One of my daughter's middle school teachers, I have been assured, has taught pretty much the same lesson for the past ten years--the same old videos, the same old study sheets, the same old tests. I'm all for "if it ain't broke, don't fix it." But after ten years, it's got to be hard for that teacher to put much enthusiasm into his work.
This is a situation Pat Foltz facing all the time in her work as a professional trainer. “For a lot of the teachers I train, the thought of building a new course is just too much to think about,” she says.

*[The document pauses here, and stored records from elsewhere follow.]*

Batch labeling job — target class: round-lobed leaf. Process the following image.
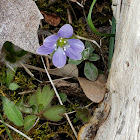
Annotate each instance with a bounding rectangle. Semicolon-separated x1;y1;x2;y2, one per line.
24;115;37;131
9;83;20;90
84;62;98;81
89;53;100;61
85;41;95;55
2;97;23;126
59;93;67;103
43;105;66;121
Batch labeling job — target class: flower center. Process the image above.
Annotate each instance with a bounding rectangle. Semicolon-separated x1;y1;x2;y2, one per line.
57;37;67;47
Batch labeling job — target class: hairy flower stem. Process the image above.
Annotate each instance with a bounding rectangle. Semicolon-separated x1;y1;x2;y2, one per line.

“They ask me things like ‘How do I even begin when I'm going to build a new course? How do I take all this information that I have—all these ideas in my head, and put them in some sort of order? How do I make sure I'm covering every detail?’ They think it would take weeks to make sense out of all this, and they just don’t have that kind of time. So what do they do? Nothing. That’s not fair to the students. And it keeps the teachers stuck in an unfulfilling rut.”
Chunk it up!
Part of the reason it all seems so hard, she says, is that most "thinking tools" make it really hard to break down something big into manageable chunks--to, as they say, eat an elephant "one bite at at time."
“You can't do a project,“ Foltz says. “You can only do tasks. So, if that big project is out there, it's just this huge, monstrous thing for me to avoid. But the minute I can put it in the middle of a circle and start saying, ‘OK, let’s see, how I develop my class is…’ then I’m moving forward.”

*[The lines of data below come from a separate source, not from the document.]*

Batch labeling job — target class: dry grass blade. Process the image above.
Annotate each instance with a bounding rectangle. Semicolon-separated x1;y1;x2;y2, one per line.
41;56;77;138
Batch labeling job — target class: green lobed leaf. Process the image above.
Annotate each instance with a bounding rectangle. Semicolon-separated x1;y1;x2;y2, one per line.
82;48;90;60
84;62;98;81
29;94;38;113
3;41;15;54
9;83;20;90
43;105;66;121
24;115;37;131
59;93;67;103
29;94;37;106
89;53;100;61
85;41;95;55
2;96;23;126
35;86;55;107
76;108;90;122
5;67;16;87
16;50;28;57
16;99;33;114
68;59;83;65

Here's the map Foltz made to start thinking about how to create a new Speech class (click on the image to enlarge it):
Foltz counsels people to put the "elephant" right in the middle of the map and then say, “OK, what do I have to do here? What do I have to think about?” You begin a project, she says (whatever that project may be), by using mind mapping to break it into big tasks.
Then you break the big tasks into smaller tasks, and then even further down until you have those discrete, doable things you can take action on to move toward your goal.
Good Thinking is a Horrible Thing to WasteFoltz notes that whether working individually or in groups, we often come up with some great ideas: a course we want to create; a new way to communicate information in an existing course; how to combine two different courses to creat something greater than the sum of the two. But what happens to those ideas?
One trainer Foltz spoke to talked about how a group of well-paid people put aside their normal work load, assembled in a conference room, and started brainstorming. They ran around from flip chart to flip chart, thinking of all these great ideas.
But when the trainer asked the participants what happened to the flip charts—and the ideas—after the meeting, he got answers like, “I don't know,” or “They're on somebody's desk,” and even, “They threw them away.”
For Foltz, the real crime is the loss of ideas (plus the money it takes to generate them--and the stale teaching that happens without putting those ideas into action).
So if you feel the need to freshen up your teaching, use mind mapping to capture your ideas in a way that you can continue to interact with them, to develop them step by step into the kind of course you'd like to teach. It might not be nearly as hard as you imagine. And think of the joy you--and your students--will feel when you stand up in front of the room, filled with new energy and new ideas.